Unlike today, which I spent outdoors writing in my gazebo, yesterday afternoon was spent indoors on my phone.
It started at 1 pm with a call from Beau Underwood of the DC project Faith in Public Life. I had never heard of this organization—or maybe its name was so generic sounding that I didn’t remember it—but the director, Rev. Underwood, had emailed me asking for a time when we could talk on the phone. Someone had given him a copy of The Anointed for Christmas and he loved it.

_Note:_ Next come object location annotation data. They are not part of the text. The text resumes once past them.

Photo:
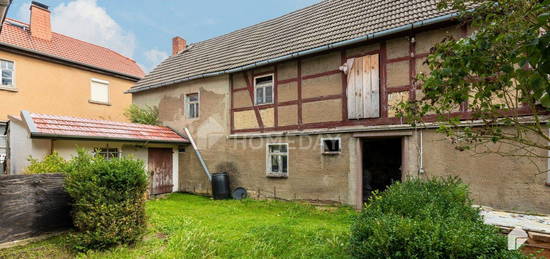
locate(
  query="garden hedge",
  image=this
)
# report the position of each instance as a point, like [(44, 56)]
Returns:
[(425, 219), (108, 200)]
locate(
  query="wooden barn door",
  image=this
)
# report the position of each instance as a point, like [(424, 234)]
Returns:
[(363, 90), (160, 170)]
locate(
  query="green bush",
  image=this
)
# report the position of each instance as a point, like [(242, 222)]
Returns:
[(146, 115), (108, 200), (52, 163), (425, 219)]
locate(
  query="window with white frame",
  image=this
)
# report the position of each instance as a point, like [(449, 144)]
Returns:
[(331, 146), (107, 153), (8, 73), (99, 91), (192, 105), (263, 89), (277, 160)]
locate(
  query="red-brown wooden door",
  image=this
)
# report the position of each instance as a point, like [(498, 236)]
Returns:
[(160, 169)]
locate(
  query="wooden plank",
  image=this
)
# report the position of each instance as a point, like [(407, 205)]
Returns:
[(358, 71), (367, 87), (350, 91), (374, 111)]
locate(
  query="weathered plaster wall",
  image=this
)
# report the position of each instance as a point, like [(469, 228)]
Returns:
[(311, 175), (495, 181), (502, 182), (209, 130), (21, 147), (45, 87)]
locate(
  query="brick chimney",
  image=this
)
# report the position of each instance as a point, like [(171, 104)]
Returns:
[(178, 45), (40, 21)]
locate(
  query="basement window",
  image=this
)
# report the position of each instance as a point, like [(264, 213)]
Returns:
[(263, 89), (107, 153), (192, 105), (277, 160), (331, 146), (8, 72)]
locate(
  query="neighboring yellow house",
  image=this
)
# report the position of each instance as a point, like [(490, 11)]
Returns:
[(46, 72)]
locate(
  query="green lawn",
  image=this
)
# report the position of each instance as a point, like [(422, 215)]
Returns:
[(187, 226)]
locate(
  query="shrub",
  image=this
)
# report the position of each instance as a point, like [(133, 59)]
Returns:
[(108, 200), (146, 115), (52, 163), (425, 219)]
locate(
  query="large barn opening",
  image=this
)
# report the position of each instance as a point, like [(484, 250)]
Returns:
[(382, 160)]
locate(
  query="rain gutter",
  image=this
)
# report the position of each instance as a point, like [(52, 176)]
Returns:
[(370, 36), (4, 6)]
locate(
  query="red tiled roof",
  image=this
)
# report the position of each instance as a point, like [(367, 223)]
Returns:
[(17, 34), (43, 125)]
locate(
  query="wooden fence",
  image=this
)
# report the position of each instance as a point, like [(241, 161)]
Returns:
[(31, 205)]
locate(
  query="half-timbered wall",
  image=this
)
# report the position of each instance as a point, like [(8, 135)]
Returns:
[(314, 92)]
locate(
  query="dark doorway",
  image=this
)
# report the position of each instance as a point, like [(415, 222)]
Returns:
[(160, 170), (381, 164)]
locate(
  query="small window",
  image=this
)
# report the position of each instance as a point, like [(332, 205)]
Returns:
[(331, 145), (107, 153), (192, 105), (277, 160), (8, 70), (263, 88), (99, 91)]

Faith in Public Life is a pro bono shop that promotes scholars from faith traditions that are not out of touch with reality or constantly at war with all forms of progress. Needless to say, their clients don’t often appear on Fox News. They are looking for people with valuable insights to share with reporters and talk show hosts about how religion functions in America’s public life. Although The Anointed was an analysis of religious dysfunction in American life, Underwood thought that Randall and I are the sorts of voices they would like to promote. Faith in Public Life seems like a classy shop so I said I would be interested in working with them. We will see what comes of that.
At 2 pm I was on an hour-long talk show with Bill Feltner of the Pilgrim Radio Network, to promote my new book The Wonder of the Universe. He has 20,000 “actual” listeners, as he calls them (as opposed to “people whose radio could get the signal with his program on it if they tuned it,” which I understand is how Rush Limbaugh calculates his rapidly diminishing audience.) I also welcomed the opportunity to promote real science to an audience that might rarely hear it in a faith friendly context. The conversation was great and I really enjoyed chatting with Feltner.
At 4 pm I was on a live radio show with a husband and wife tag team—whose names I forget—but who do a really good “Regius and Kathy Lee” show, with comfortable back and forth. They have a very conservative audience and asked me some aggressive questions about the age of the earth and the Big Bang but I enjoyed the conversation. I am so impressed with people who can be so natural on the air. One caller assaulted me so aggressively near the end of the show they had to shut her down so I could answer. This caller assured me that Ken Ham and Al Mohler were right and that the only reason scientists disagreed with them was because they had different “presuppositions.”
This “presupposition” argument—which Ken Ham has on display everywhere in his museum—is so bogus. It’s “philosophy for pre-schoolers.” This argument claims that one’s conclusions derive entirely from one’s starting point, rather than from careful inspection of the world. If one assumes the Bible is scientifically accurate, then all the data line up with the earth being 10,000 years old, and any data that do not can be ignored. Scientists, unfortunately, have this other “godless” assumption that the world needs to be such that all kinds of complicated things can happen on their own. Since this takes time, scientists naturally find that the universe is billions of years old to provide the time demanded by their presupposition. In this strange binary world there is apparently no room for people who think they should look closely at the world, gather facts and make observations, think about this data and then try to explain it. And then try to test those explanations against more data, and so on. No need to do all this hard work, says Ken Ham and my irate caller—just leap boldly from your presupposition to whatever conclusion you need.